The Central Bank of Nigeria (CBN) has introduced a solar intervention fund that will offer obligors access to credit facility that will not exceed a maximum of ₦500m maximum, with the aim of providing affordable electricity to rural dwellers, Afriupdate reports.
The CBN disclosed this in a document on Monday entitled ‘Framework for implementation of the solar connection facility.’
It said, “The central bank has introduced the solar connection intervention facility to complement the Federal Government’s effort of providing affordable electricity to rural dwellers through the provision of long-term low-interest credit facilities to the Nigeria Electrification Project pre-qualified home solar value chain players that include manufacturers and assemblers of solar components and off-grid energy retailers in the country.”
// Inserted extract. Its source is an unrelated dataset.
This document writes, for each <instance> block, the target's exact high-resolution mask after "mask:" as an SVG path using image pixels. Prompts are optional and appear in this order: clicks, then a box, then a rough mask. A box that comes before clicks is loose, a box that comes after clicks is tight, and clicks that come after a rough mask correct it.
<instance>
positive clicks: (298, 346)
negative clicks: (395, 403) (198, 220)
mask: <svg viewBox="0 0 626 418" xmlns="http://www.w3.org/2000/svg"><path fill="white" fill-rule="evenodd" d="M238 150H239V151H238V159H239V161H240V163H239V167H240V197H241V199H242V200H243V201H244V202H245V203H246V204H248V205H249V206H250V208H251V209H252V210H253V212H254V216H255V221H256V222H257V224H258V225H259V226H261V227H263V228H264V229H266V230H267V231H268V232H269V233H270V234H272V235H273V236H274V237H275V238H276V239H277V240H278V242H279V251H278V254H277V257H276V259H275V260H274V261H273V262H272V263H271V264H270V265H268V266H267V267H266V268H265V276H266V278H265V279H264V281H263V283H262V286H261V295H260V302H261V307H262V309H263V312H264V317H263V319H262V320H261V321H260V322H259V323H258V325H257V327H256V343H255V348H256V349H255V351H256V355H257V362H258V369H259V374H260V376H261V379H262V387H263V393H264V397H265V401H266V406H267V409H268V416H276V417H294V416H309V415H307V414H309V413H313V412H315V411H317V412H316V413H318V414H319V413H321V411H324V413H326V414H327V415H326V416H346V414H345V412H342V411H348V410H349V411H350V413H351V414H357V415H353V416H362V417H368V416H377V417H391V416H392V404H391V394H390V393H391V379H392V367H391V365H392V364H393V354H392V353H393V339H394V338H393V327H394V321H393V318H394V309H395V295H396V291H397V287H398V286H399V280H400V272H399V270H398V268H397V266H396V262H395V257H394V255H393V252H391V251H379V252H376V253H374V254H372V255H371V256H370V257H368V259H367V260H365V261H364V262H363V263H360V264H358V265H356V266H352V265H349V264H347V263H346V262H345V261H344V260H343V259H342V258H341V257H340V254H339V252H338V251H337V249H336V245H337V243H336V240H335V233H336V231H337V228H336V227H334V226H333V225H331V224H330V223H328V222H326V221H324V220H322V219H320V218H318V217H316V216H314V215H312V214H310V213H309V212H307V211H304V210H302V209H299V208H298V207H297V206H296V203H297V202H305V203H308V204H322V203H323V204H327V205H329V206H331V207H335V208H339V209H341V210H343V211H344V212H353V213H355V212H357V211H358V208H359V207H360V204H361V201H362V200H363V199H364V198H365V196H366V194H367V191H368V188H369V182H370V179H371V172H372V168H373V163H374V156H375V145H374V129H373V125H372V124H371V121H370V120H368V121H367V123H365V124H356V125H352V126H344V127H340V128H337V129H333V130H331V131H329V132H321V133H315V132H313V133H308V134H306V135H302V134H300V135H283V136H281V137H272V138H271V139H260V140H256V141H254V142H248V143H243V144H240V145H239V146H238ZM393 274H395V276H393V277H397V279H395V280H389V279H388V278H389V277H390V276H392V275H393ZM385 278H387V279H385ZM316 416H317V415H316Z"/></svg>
On the working capital, it said the amount would “be determined as a percentage of the average of three year adjusted projected cash flows subject to the maximum of limit of ₦500m.”
It added that the pathways to energy access, financial inclusion and poverty reduction were closely linked and required rapid scale of pay-as-you-go off-grid technologies that would create a $2bn (₦7.5tn) annual market opportunity, with penetration currently less than five per cent of total market potential.
To support the economic recovery in response to the COVID-19 pandemic, the CBN said the Federal Government launched the initiative as part of the Economic Sustainability Plan to achieve the rollout of five million new solar-based connections in communities that were not grid-connected.
It revealed that the programme was expected to generate an additional ₦7bn increase in tax revenues per annum and $10m in annual import substitution adding that the solar connection scheme is a Federal Government initiative, which aims to expand energy access to 25 million individuals (five million new connections) through the provision of solar home systems or connection to a mini grid.
Other objectives are to increase local content in the off-grid solar value chain and facilitate the growth of the local manufacturing industry; as well as incentivise the creation of 250,000 new jobs in the energy sector.
It stated that the facility would be administered at an “all-in” interest rate of not more than nine per cent per annum and warned that the fund must not be used to finance activities such as sales or deployment of fully (100 per cent) imported solar home systems components with no proof of existing local content or credible plan for near-term integration of local content.